Key Material Security
-
Try to avoid working with plain keysets and don't source them from configuration as this could easily cause keys to be leaked by accident.
-
Ideally default to either encrypted keysets in configuration or plain keysets in cloud secret managers. Both approaches provide reasonable security for your keysets and are significantly better than just going with plain keysets in configuration for convenience.
-
Prefer
KMS_ENCRYPTEDfor maximum security in production. Keysets are stored encrypted in a cloud secret manager which means an attacker would need both secret manager access and possession of the key encryption key to be able to decrypt any ciphertext. -
Rotate keys periodically. Tink's multi-key keyset design makes key rotation straightforward. Promote another key in the keyset as the new primary, leave old keys in the keyset for backward-compatible decryption and add new keys to the keyset whenever needed. Optionally phase out / delete keys from the keysets for which you are certain that you don't need them any longer due to data retention.
-
Use separate key encryption keys (KEK) for different environments. Never share a production KEK with staging or development.
-
Limit IAM permissions for cloud KMS usage to the minimum required:
- secret manager access:
get+listfor the k4k-prefixed secrets only - key encryption key access:
encrypt+decrypt(orwrapKey+unwrapKeyfor Azure) on the cloud KMS key in question
- secret manager access:
Key material is the root of trust
Exposure of a Tink keyset's value field is equivalent to total loss of confidentiality for all data encrypted with that key. Treat it with the same care as an important private key or password. NEVER commit plain keysets to source control - ever!
Threat Model
| Threat | Mitigation |
|---|---|
| Attacker gets access to partially encrypted Kafka topic data | Due to AEAD encryption the ciphertext is unintelligible without access to the keyset. Breaking AES_GCM itself or running a brute-force attack against a 256-bit key is considered largely impractical at the moment. |
| Attacker tries to run statistical analysis on ciphertexts | Probabilistic AES-GCM produces unique ciphertexts per encryption operation for the same input text which prevents common attacks in that regard. |
| Attacker tampers with ciphertext or the attached metadata | The authentication tag in AES_GCM will make the decryption fail due to an integrity error. |
| Attacker somehow gets unauthorized access to keysets from the configuration | Instead of plain keysets stored in the configuration (key_source=CONFIG) either use key_source=KMS to externalize keysets to a cloud secret manager or switch to key_source=CONFIG_ENCRYPTED to work with encrypted keysets based on a key encryption key. The encrypted keyset is useless without access to the KEK that is separately stored in a cloud KMS. |
| Attacker manages to access the cloud secret manager secrets | Use key_source=KMS_ENCRYPTED to work with encrypted keysets based on a key encryption key. The encrypted keyset is useless without access to the KEK that is separately stored in a cloud KMS. |
| Attacker "magically" gets access to the partially encrypted Kafka topic data, the encrypted keysets stored in the cloud secret manager, and the corresponding key encryption key from the cloud KMS | 💀 NONE - YOU'RE REALLY F... ! 💥 |
Dependencies
Cryptographic operations are implemented via Google Tink (Java), a peer-reviewed, audited multi-language cryptography library. Kryptonite for Kafka does not implement any cryptographic primitives itself — all AEAD operations delegate to Tink. The FPE implementation uses the mysto library for the FF3-1 algorithm. A custom Tink key type is used for FPE to transparently integrate with Tink's keyset mechanism.

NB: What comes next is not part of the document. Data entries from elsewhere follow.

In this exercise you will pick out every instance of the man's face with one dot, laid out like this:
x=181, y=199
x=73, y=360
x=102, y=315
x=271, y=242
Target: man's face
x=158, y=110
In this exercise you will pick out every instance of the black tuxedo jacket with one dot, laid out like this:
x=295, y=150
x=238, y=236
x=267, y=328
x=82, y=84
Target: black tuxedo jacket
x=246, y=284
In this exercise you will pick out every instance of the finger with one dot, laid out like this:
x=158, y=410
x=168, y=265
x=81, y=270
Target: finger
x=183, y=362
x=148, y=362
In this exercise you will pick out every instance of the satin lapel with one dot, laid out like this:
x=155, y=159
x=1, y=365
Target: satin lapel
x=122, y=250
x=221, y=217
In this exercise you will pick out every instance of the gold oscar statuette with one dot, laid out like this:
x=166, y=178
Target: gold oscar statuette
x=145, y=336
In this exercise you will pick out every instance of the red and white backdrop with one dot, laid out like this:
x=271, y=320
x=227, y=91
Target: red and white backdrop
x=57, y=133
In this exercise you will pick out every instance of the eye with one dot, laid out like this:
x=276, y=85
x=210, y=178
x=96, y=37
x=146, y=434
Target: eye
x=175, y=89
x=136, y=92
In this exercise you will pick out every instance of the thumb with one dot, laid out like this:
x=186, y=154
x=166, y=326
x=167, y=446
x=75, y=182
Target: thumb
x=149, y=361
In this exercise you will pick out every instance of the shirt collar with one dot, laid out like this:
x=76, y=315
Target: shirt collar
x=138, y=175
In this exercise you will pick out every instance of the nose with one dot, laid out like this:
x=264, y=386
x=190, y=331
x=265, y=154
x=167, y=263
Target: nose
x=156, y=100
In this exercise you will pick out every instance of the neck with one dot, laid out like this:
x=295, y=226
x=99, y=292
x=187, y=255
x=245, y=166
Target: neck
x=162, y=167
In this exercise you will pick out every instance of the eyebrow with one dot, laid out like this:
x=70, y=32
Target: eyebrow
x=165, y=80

Why FF3-1 for format-preserving encryption?
Since NIST has officially withdrawn FF3 in 2025, FF1 should have preferrably been chosed as the FPE cipher algorithm in Kryptonite for Kafka. However, there are still patent claims and copyrights which forbid its usage in open-source software. As there aren't any other significantly better FPE cipher alternatives left, FF3-1 was chosen as the next best thing that has been NIST vetted and at the same time has seen some reasonable adoption in the field.